カルチャーショック(キャリア編)

米国に来てから、大きなカルチャーショックというのは生活面ではなかったものの、キャリアにおける価値観という意味では、想像以上にカルチャーショックが大きかった。

まず、米国では女性でエンジニアのバックグラウンドのある人が本当に多い。日本だと、エンジニアというと、大企業で長時間労働を強いられる(あるいは、ベンチャー企業でも長時間労働を強いられる)というイメージが大きくて、女性で積極的にエンジニアという職種を選ぶ人は、まだまだ少ない気がする。

そして、エンジニアのバックグラウンドがあって、起業経験(あるいはテック系企業のプロダクトマネージャー経験)もあって、なおかつMBAに来る、という女性が周りで本当に多い。彼女たちは本当に頭が良くって、ビジネスの話題も強くて、好奇心旺盛で、テック業界の最先端を駆けぬいて来たという自負のある、サバサバしたアメリカ人です。
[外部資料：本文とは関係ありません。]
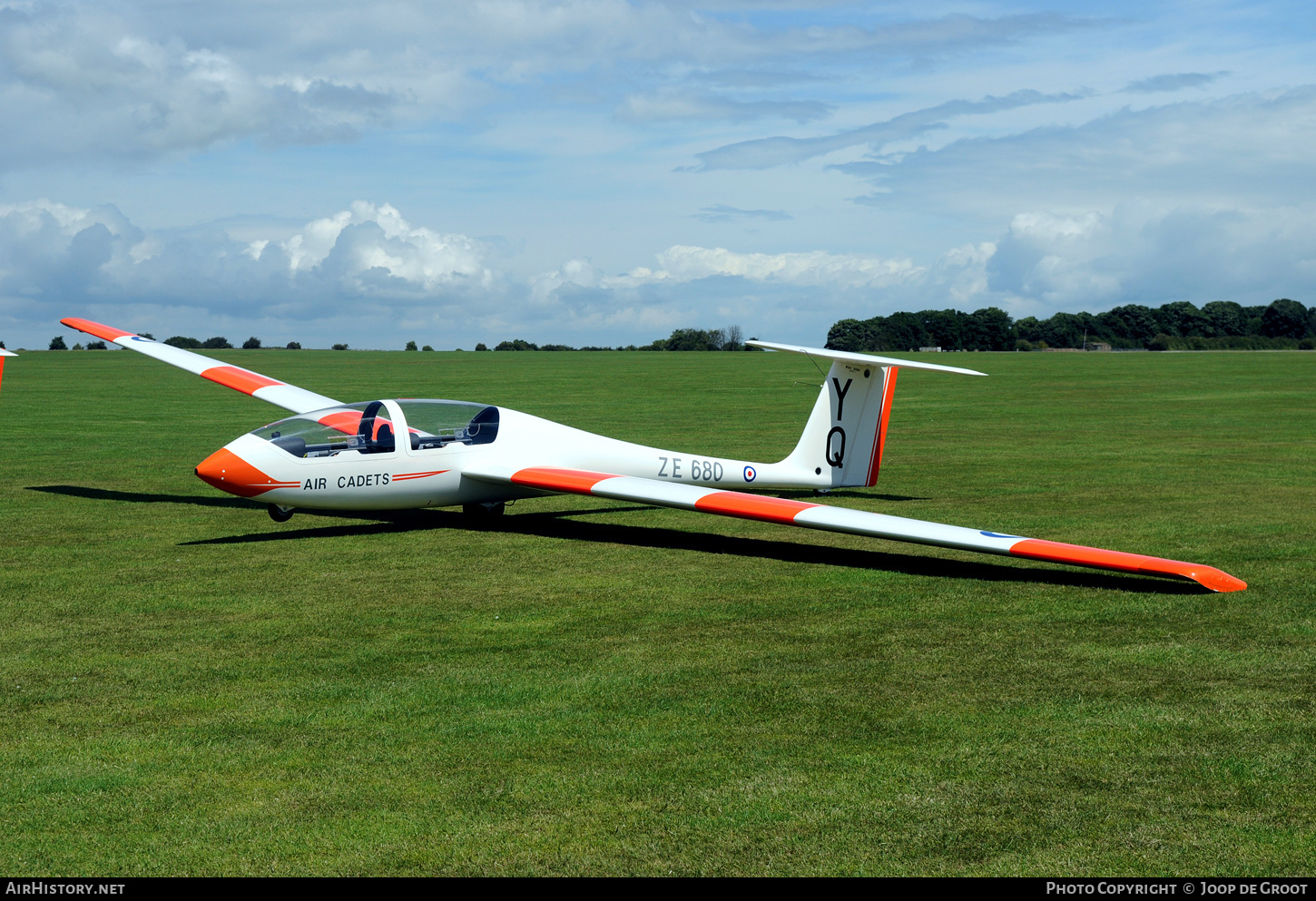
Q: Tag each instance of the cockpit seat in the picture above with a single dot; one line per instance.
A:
(295, 445)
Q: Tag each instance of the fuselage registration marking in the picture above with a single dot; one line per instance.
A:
(698, 470)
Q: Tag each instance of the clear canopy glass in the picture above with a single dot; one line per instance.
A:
(368, 429)
(362, 427)
(438, 423)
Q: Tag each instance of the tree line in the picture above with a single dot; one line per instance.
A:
(1219, 325)
(730, 338)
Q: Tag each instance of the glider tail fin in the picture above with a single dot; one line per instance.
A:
(848, 427)
(3, 354)
(844, 438)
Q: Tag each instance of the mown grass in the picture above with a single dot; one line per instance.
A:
(603, 688)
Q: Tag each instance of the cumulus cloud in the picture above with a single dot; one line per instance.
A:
(85, 82)
(1148, 254)
(134, 81)
(361, 263)
(1246, 152)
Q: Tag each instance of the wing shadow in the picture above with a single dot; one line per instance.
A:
(561, 525)
(140, 497)
(844, 492)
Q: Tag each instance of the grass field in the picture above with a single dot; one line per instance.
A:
(603, 688)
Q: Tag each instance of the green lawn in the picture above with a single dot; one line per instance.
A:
(604, 688)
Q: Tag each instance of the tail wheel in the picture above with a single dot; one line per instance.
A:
(482, 515)
(280, 514)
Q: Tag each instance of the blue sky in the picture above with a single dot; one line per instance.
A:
(605, 171)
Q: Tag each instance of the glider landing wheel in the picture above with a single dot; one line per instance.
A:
(280, 514)
(482, 515)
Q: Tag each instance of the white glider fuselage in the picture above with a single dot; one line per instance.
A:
(408, 477)
(407, 453)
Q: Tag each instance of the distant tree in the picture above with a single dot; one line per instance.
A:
(693, 339)
(1224, 318)
(848, 334)
(990, 328)
(1131, 325)
(1252, 318)
(945, 328)
(901, 332)
(1183, 319)
(1284, 318)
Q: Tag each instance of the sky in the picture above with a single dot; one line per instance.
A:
(602, 171)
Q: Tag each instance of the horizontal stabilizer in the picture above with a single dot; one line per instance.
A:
(280, 394)
(836, 518)
(862, 359)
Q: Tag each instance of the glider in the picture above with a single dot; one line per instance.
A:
(3, 354)
(406, 453)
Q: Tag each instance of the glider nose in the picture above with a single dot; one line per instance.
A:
(215, 470)
(230, 473)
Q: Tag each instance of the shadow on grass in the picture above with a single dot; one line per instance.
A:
(561, 525)
(557, 524)
(138, 497)
(841, 492)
一緒に授業を受けてるクラスメイトで、「この子、本当に頭いいよなぁ」と思う子がいて、先日、何気なしに彼女のLinkedInプロフィールを覗いたところ、さりげなく「GMAT:770」とか書いてあるのを発見。自頭のレベルが、私とはやっぱり違う子なんだなと再確認する。そんなことも、時にはあります。

(その子は本当に頭がよくって、たとえば統計学の授業で、難しい微積分の式とかエクセルの関数とかを、授業で習う以上のレベルのことを独学で学んできて、自分でテキストを作ってクラスメイトに共有してくれたりしている。そしてありがたいのだけど、残念ながら私には、彼女の作成する微積分の式やエクセルの関数をさっぱり理解できない。。)

日本人だと、エンジニアのバックグラウンドがあって、なおかつMBAに来る女性はかなり少ないと思う。。ただ、これはカルチャーの違いというより、単に日本人にとってMBA受験のハードルが高すぎるように捉えられているため、挑戦する人が少ないのだと思う。実際にやってみると、スコアメイクの受験勉強は、大したことはないのですが。

*

こうした価値観の面では、想像以上にカルチャーショックが大きかった。また、テック系企業やデジタルマーケティング分野の情報も、日本にいる頃は、「日本にいても、いくらでもインターネットで情報収集できるじゃん」とは思っていたものの、実際に米国に来てみると、やはり違います。

米国のスタートアップ・テック系企業で、実際に現場で仕事をしてきた人たちと話すことで、本当に自分の視野が狭かった、視点が低かったと感じさせられることばかりです。なので、この1年間でどこまで大きく視野を広げられるか、視点を高く保てるかが、将来の進路の分岐につながる気がしています。